Regulation of cellular therapies: the Australian perspective

Abstract

The first step in the process of regulating cell-based products in Australia was taken in 1991, when the code of good manufacturing practice (cGMP) for 'Blood and Blood Components' was instituted. Paradoxically, it focused on the regulation of plasma fractionation, the non-cellular component of blood.

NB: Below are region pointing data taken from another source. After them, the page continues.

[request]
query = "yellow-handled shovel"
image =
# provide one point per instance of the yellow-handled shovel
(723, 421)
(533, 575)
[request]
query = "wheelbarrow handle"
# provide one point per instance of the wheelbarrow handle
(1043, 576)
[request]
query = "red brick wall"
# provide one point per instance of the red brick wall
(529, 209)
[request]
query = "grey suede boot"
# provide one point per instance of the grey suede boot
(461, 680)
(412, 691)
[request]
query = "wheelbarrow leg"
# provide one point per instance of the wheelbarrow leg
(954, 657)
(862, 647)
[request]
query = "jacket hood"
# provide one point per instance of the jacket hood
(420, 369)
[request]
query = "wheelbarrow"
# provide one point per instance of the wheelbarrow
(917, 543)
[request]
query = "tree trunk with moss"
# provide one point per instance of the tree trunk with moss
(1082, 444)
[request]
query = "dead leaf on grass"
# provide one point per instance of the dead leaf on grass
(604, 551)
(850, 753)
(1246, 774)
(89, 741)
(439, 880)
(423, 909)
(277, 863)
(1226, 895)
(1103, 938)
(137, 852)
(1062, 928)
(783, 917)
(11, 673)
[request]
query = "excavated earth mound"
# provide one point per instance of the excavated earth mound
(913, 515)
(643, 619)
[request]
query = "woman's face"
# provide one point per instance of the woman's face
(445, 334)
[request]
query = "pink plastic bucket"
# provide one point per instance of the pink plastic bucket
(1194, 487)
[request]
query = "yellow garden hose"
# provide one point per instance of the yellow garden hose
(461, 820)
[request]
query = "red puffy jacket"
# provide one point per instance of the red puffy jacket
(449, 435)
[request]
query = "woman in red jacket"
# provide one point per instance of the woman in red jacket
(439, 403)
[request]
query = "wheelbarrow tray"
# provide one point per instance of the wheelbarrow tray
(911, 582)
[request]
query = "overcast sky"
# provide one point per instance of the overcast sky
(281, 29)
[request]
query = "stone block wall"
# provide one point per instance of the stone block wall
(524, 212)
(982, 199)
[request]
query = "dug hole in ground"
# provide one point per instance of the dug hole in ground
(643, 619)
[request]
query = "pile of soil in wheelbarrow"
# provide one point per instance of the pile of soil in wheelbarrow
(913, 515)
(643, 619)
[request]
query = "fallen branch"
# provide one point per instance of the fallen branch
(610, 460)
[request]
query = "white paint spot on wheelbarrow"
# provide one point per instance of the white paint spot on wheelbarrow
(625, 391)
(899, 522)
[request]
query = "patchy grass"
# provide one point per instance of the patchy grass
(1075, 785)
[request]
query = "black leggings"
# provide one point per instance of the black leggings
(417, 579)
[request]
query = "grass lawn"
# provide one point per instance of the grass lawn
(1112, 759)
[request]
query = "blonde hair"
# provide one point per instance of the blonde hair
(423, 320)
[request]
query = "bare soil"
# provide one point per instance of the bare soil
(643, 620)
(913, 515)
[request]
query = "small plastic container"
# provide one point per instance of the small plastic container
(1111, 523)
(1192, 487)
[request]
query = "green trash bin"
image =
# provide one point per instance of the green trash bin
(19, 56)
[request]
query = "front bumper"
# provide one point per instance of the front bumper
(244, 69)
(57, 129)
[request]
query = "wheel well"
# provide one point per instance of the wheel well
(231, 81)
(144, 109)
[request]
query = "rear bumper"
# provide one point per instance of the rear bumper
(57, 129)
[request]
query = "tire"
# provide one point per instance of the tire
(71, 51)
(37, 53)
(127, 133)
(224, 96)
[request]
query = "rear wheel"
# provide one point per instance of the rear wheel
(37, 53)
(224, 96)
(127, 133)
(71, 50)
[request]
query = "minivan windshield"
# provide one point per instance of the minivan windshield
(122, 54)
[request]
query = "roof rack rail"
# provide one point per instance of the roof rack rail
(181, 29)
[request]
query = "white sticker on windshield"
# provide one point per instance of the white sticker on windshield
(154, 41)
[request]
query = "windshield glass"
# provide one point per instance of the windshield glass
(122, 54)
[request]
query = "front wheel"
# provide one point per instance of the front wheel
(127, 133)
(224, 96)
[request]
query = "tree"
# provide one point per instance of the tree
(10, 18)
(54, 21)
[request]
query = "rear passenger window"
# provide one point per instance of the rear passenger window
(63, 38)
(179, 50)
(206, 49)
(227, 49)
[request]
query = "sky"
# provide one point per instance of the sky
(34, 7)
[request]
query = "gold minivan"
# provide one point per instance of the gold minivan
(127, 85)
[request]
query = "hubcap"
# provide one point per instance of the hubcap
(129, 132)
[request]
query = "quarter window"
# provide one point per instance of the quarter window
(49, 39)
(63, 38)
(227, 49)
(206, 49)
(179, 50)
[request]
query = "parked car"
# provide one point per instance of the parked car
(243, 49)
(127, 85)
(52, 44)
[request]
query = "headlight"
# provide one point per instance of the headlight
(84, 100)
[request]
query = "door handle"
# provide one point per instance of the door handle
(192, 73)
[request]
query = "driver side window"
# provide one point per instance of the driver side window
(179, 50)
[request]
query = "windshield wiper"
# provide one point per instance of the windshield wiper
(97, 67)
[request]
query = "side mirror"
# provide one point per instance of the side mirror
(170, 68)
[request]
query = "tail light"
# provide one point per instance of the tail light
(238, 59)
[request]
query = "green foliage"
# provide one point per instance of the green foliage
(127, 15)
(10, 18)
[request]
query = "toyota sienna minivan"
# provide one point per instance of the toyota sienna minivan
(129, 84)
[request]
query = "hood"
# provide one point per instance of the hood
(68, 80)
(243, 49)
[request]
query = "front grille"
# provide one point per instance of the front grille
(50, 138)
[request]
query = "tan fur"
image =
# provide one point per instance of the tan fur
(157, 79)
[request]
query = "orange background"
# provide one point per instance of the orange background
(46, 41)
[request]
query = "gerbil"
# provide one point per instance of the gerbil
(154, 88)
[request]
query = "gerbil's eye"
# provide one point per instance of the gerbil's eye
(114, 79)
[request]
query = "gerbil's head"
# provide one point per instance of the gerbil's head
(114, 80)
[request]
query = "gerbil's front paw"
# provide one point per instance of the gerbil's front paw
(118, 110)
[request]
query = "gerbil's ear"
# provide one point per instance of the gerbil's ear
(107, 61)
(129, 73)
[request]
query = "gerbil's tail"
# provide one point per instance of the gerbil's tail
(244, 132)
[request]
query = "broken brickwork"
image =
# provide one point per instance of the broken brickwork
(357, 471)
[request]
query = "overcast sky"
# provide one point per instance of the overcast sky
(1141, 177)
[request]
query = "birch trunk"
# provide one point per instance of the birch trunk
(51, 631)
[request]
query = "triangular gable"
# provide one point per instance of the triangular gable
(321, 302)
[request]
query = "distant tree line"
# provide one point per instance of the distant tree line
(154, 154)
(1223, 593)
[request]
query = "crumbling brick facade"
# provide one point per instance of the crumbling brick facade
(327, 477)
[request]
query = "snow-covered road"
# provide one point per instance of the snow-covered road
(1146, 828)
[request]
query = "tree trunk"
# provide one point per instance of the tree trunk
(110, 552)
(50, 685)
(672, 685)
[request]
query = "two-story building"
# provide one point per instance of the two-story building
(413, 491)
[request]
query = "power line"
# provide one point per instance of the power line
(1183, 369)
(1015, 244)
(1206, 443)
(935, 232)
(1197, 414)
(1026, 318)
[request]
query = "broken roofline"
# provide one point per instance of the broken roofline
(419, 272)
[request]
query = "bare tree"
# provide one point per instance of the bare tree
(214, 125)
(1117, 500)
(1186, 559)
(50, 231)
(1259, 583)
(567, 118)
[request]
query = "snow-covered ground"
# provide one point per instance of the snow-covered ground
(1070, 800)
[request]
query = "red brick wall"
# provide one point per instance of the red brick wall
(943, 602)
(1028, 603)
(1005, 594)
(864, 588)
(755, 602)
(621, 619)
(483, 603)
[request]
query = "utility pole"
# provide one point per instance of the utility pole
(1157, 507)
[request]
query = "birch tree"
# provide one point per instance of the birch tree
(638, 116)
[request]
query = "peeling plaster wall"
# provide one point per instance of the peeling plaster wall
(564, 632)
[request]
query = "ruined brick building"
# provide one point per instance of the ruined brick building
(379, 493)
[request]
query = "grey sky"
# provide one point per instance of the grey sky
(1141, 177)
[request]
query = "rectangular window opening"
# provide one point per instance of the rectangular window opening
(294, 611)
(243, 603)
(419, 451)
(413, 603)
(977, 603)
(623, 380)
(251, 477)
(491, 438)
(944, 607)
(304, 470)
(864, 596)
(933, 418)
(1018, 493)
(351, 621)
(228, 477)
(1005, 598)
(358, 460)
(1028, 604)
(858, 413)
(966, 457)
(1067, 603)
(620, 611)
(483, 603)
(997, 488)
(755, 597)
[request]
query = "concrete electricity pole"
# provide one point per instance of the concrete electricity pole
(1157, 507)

Subsequently, Australia's regulatory body for medicinals, the Therapeutic Goods Administration (TGA), has clearly stated that all cell-based therapies utilizing components of blood and/or tissues will be regulated. The final landscape for the regulation of cellular therapies has yet to be defined, but is likely to be clarified within the next 12 months. The current cGMP for 'Blood and Tissues' is the regulatory document for all aspects of cell processing, including standard blood components (cellular and plasma), cord blood and allogeneic cells for storage. Currently, there are some exemptions to government regulation, and the most important of these is autologous hemopoietic stem cells (HSC). Indeed, no licensing is required for processing of HSC at the moment, although most centers subject themselves to a self-imposed auditing system through the National Association of Testing Authorities, Australia. However, it is anticipated that within 12 months this and the other exemptions within the Act will be removed. The TGA will become the formal regulator of all cell-based therapies, and laboratories will be required to apply for cGMP auditing and licensing. It is likely that the Foundation for the Accreditation of Cellular Therapy (FACT) guidelines or others of a similar nature, will form the basis of one of the regulatory standards for HSC processing. Of particular note is the inclusion of apheresis as an integral component of cGMP licensing.